When comparing these two options, Medicare Part C offer:
When comparing these two options, Medicare Part C offer:
- Co-pays for many covered services, such as doctor's visits, testing and emergency room visits.
- Part D drug coverage is often included in a Plan C, potentially resulting in some cost savings.
- Advantage Plans often include coverage for additional services not covered by Medicare, such as; dental, vision, hearing and sometimes even health club memberships.
- Some people with special needs may find Advantage Plans more focused on their individual situation.
- Advantage Plans offer beneficiaries an annual maximum out-of-pocket amount. With Medicare your amount of cost sharing is not capped on an annual basis and with an Advantage plan, if you reach a certain thresh hold, you will have your costs covered 100% for covered services.
Medicare Advantage vs. Medicare supplement insurance :
Medicare supplement insurance policies have been around for about 40 years. As you know, an insurance company receives a premium in return for filling in the gaps that original Medicare does not pay on covered services.
Not everyone can qualify for a Medicare supplement and an Advantage Plan may be the solution. Reasons a supplement may not be feasible include:
- The premiums for a supplement are not affordable.
- The beneficiary is dual eligible, qualifying for both Medicare and Medicaid, and as such, doesn't qualify for a supplement.
- The beneficiary may have missed the guaranteed enrollment period for a supplement and cannot qualify medically due to the policies underwriting requirements.
Medicare Advantage vs. employer group insurance :
Many people who become eligible for Medicare are able to maintain coverage through the former employer or are still employed.
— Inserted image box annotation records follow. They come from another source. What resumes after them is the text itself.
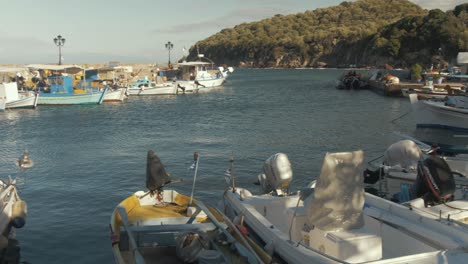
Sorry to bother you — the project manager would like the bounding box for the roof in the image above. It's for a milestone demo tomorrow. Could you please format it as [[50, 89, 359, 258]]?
[[178, 61, 211, 66], [457, 52, 468, 64], [0, 67, 28, 73], [26, 64, 83, 74]]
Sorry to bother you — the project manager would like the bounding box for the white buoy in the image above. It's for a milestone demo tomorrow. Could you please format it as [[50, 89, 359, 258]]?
[[16, 149, 34, 169]]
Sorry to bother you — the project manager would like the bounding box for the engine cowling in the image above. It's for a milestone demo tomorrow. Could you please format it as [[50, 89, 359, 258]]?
[[258, 153, 293, 194]]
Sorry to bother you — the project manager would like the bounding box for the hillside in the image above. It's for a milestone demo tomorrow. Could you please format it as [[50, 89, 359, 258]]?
[[188, 0, 468, 67]]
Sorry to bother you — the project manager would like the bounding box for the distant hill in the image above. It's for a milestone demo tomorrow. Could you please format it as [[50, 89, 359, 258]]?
[[188, 0, 468, 67]]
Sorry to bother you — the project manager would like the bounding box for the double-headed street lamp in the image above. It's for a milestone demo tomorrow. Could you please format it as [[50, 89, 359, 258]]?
[[166, 41, 174, 67], [54, 35, 65, 65]]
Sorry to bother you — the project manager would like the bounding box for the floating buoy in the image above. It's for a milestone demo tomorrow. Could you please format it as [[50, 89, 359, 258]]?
[[16, 149, 34, 169], [0, 235, 8, 250], [11, 200, 28, 228]]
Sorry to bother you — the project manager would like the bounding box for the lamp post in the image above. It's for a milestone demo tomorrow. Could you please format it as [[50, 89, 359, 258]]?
[[54, 35, 65, 65], [166, 41, 174, 68]]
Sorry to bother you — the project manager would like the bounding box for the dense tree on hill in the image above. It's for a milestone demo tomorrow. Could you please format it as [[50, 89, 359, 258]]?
[[188, 0, 468, 67]]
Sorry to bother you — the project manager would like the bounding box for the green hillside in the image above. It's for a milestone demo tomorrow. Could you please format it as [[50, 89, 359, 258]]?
[[188, 0, 468, 67]]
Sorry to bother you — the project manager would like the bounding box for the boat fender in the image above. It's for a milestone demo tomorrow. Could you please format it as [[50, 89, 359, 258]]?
[[239, 189, 252, 200], [195, 81, 206, 87], [0, 235, 8, 250], [177, 84, 185, 92], [175, 231, 210, 263], [11, 201, 28, 228]]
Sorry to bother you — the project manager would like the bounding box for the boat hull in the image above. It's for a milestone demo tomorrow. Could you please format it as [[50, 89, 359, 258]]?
[[5, 94, 39, 109], [128, 84, 177, 95], [410, 94, 468, 133], [176, 77, 226, 93], [103, 88, 128, 102], [37, 92, 105, 105]]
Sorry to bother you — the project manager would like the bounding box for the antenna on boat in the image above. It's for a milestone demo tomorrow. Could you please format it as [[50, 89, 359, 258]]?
[[229, 153, 236, 193], [188, 152, 200, 206]]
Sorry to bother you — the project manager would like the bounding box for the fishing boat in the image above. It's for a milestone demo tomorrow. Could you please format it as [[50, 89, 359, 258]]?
[[128, 76, 178, 95], [223, 151, 468, 263], [76, 66, 128, 102], [0, 97, 6, 111], [26, 64, 107, 105], [110, 150, 262, 264], [364, 137, 468, 199], [102, 87, 128, 102], [175, 54, 233, 93], [409, 94, 468, 133], [336, 71, 367, 90], [0, 177, 27, 263], [0, 68, 39, 109]]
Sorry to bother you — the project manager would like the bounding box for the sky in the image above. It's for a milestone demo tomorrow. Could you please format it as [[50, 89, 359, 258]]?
[[0, 0, 468, 64]]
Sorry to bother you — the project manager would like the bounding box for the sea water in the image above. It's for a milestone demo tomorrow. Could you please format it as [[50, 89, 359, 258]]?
[[0, 69, 415, 264]]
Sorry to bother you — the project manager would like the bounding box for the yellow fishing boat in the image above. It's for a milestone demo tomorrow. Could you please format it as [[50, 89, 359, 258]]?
[[110, 150, 264, 264]]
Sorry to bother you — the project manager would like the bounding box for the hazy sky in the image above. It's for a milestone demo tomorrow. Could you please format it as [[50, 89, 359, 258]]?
[[0, 0, 468, 64]]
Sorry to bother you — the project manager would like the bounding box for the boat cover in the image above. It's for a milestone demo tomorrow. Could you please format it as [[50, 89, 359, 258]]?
[[146, 150, 171, 192], [383, 139, 422, 170], [304, 150, 364, 231]]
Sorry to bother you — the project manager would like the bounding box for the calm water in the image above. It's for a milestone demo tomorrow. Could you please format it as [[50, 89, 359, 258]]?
[[0, 69, 414, 263]]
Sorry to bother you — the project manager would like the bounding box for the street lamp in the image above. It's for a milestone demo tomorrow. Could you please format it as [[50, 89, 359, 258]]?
[[166, 41, 174, 67], [54, 35, 65, 65]]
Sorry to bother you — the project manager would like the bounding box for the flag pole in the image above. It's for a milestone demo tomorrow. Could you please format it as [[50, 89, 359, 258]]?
[[189, 152, 199, 206]]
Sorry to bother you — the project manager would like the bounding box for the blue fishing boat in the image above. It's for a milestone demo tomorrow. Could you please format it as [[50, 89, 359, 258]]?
[[28, 65, 107, 105], [38, 76, 106, 105]]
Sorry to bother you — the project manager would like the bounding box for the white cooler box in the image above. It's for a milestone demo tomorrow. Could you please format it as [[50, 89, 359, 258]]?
[[302, 228, 382, 263]]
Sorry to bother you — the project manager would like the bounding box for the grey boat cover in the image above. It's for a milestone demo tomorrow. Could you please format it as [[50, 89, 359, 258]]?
[[304, 150, 364, 231], [146, 150, 171, 193], [383, 139, 423, 170]]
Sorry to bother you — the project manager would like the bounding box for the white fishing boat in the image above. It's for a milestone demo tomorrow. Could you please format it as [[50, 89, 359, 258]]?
[[223, 151, 468, 263], [409, 94, 468, 133], [0, 177, 27, 263], [127, 76, 178, 95], [0, 68, 39, 109], [0, 97, 6, 111], [110, 151, 262, 264], [175, 54, 234, 93], [364, 134, 468, 192], [103, 87, 128, 102]]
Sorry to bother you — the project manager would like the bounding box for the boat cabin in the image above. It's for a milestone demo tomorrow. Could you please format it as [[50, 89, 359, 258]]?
[[178, 61, 220, 81]]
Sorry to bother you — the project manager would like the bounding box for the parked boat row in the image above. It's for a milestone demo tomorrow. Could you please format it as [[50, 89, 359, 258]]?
[[0, 56, 233, 110], [110, 141, 468, 263]]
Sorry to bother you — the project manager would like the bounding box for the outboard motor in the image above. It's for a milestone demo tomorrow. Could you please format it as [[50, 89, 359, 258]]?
[[413, 156, 455, 206], [258, 153, 292, 195], [146, 150, 171, 194], [364, 139, 423, 184]]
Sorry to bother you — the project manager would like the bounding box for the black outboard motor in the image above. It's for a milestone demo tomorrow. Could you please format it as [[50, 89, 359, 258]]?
[[413, 156, 455, 207], [146, 150, 171, 194]]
Having insurance in this situation is often seen as a benefit in return for the years of service with that employer.
Often, those eligible for coverage will opt out and choose an Part C. Some reasons for doing so may include:
- The premiums required for the employer plan are not affordable.
- Deductibles, co-pays and co-insurance may be considerably more than what could be had with an Advantage Plan.
- The employers plan does not offer coverage as comprehensive as an Advantage Plan,
- The employers plan may be restrictive in its network and not meet the needs of the retiree who wants more flexibility.
- The beneficiary may find that due to the employer's volatility in the current economic climate, it's uncertain for how long the benefit will be available and the beneficiary wants some certainty.
It's your choice
There are many reasons that you may choose an Advantage Plan over other options available. Ultimately, you need to weigh your options, and armed with knowledge make your best choice.